Close (The Wife) disappears into the heavy prosthetics and baggy T-shirts of MeeMaw, but you could have convinced me the character was a pile of coats come to life. Truthfully, MeeMaw is, by far, the most interesting character and the story would have greatly benefited from being re-calibrated from her painful perspective. She's the one who bears witness to just how far Middletown has fallen since her and PawPaw ventured as young adults with the promise of a secure new life thanks to the thriving factory. She's the one symbolizing the past and its grip as the present withers. She's the one who has a history of abuse only to watch her daughter fall into similar patterns. Think of the guilt and torment and desire to rescue her grandson for a better life and save her family. That's an inherently interesting perspective, but with JD Vance as our mundane lead, MeeMaw is more a slow-walking curmudgeon taken to doling out profane one-liners and grumpy life lessons. Close is easily the best part of Hillbilly Elegy and deserved more attention and consideration. A moment where she clings to JD's high-scoring math test like a life raft is heartfelt and earned, more so than anything with JD.
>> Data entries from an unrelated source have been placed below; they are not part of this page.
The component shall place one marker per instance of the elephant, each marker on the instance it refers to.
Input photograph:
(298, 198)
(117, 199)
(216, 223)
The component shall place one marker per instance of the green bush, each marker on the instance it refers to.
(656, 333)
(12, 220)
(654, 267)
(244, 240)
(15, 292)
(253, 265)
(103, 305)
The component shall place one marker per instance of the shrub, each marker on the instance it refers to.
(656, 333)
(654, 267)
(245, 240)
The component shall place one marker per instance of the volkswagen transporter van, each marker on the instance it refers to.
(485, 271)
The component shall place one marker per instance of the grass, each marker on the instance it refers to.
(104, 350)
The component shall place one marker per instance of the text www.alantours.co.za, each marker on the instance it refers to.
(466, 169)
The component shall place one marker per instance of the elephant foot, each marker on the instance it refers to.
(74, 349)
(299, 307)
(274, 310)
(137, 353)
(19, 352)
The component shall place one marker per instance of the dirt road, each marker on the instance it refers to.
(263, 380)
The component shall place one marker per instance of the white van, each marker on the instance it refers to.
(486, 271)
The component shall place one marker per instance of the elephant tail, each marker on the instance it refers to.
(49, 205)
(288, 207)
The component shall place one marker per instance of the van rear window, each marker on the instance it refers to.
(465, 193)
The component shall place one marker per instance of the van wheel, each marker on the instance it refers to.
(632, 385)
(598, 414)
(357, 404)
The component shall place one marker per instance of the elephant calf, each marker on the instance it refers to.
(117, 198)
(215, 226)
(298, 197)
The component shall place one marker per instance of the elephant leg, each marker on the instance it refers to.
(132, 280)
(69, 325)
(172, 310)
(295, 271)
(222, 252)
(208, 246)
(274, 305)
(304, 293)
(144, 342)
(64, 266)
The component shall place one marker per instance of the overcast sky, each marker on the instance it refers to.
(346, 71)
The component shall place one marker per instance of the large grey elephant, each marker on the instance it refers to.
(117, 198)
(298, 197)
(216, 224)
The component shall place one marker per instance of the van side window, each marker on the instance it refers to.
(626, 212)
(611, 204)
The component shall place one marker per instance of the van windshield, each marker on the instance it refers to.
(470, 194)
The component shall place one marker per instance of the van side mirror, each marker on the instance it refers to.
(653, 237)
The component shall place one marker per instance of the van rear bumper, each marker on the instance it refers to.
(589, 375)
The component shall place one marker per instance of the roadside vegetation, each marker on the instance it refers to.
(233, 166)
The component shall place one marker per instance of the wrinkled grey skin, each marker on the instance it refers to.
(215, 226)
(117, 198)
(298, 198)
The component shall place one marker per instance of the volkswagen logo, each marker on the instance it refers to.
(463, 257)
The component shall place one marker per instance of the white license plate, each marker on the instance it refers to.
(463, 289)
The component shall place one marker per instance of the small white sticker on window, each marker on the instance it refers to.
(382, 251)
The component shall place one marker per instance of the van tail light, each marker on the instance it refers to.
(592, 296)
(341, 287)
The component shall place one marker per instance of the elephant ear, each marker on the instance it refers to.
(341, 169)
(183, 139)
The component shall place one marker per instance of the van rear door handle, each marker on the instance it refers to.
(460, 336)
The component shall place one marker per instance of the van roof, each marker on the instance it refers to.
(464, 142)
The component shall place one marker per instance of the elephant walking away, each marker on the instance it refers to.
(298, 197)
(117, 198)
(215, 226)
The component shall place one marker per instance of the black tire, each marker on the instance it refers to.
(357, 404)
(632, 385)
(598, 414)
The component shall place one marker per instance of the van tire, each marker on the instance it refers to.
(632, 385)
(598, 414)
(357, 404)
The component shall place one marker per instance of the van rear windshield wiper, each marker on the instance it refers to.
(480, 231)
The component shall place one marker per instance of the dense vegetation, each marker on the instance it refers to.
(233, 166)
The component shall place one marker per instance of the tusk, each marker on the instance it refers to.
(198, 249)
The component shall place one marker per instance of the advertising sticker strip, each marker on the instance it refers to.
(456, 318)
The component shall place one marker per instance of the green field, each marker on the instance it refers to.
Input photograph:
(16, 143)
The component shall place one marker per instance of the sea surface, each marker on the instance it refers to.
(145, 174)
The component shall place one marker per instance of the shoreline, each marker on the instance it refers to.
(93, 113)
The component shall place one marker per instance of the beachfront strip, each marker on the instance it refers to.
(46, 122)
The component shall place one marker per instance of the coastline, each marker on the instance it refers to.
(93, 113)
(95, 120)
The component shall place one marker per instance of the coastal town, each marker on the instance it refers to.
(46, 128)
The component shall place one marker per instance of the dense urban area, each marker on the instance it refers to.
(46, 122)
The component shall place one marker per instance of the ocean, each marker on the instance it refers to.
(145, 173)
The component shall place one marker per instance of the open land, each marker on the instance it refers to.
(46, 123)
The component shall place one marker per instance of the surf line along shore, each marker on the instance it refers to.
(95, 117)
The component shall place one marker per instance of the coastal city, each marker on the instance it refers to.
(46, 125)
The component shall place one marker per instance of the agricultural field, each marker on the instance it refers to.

So, dear reader, why did I pair both of these movies for a joint review? I found both of them as investigations into a sliver of America that feels forgotten, left behind, stuck in ruts outside their control, and resentful of a changing culture they see as exclusive to their hard-hit communities. I thought both Hillbilly Elegy and Feels Good Man could provide me, and others, greater insight into these subcultures and perhaps solutions that can make them feel more seen and heard. The problem is that Elegy doesn't provide solutions other than "pull up your bootstraps" and Feels Good Man involves a destructive coalition that I don't want better seen and heard. Both movies in their own ways deal with the nature of how very human it can be to retreat to their safe confines of people who too feel ostracized, hurt, and overwhelmed. I have pity for the people of the Rust Belt, the hillbillies experiencing generational poverty and hardships. I have less for the basement trolls of 4Chan trying to celebrate school shooters because it's somehow funny. I'm amazed that so many talented people were part of Hillbilly Elegy and had such high hopes. For all of its full-tilt screaming, the movie is thoroughly boring and formulaic. Given the nature of an elegy, I was expecting Howard's movie would be more considerate of its people, but their humanity is lost in this pared-down characterization, and the tragedy of society failing its own becomes an inauthentic Horatio Alger story of the plucky kid who went to Yale and became a real somebody. Feels Good Man might not be the best documentary but it feels more authentic and owns up to its inability to answer larger questions about human behavior, art, and interpretation. Both of these movies will prove horrifying to watch but only one is intentionally so.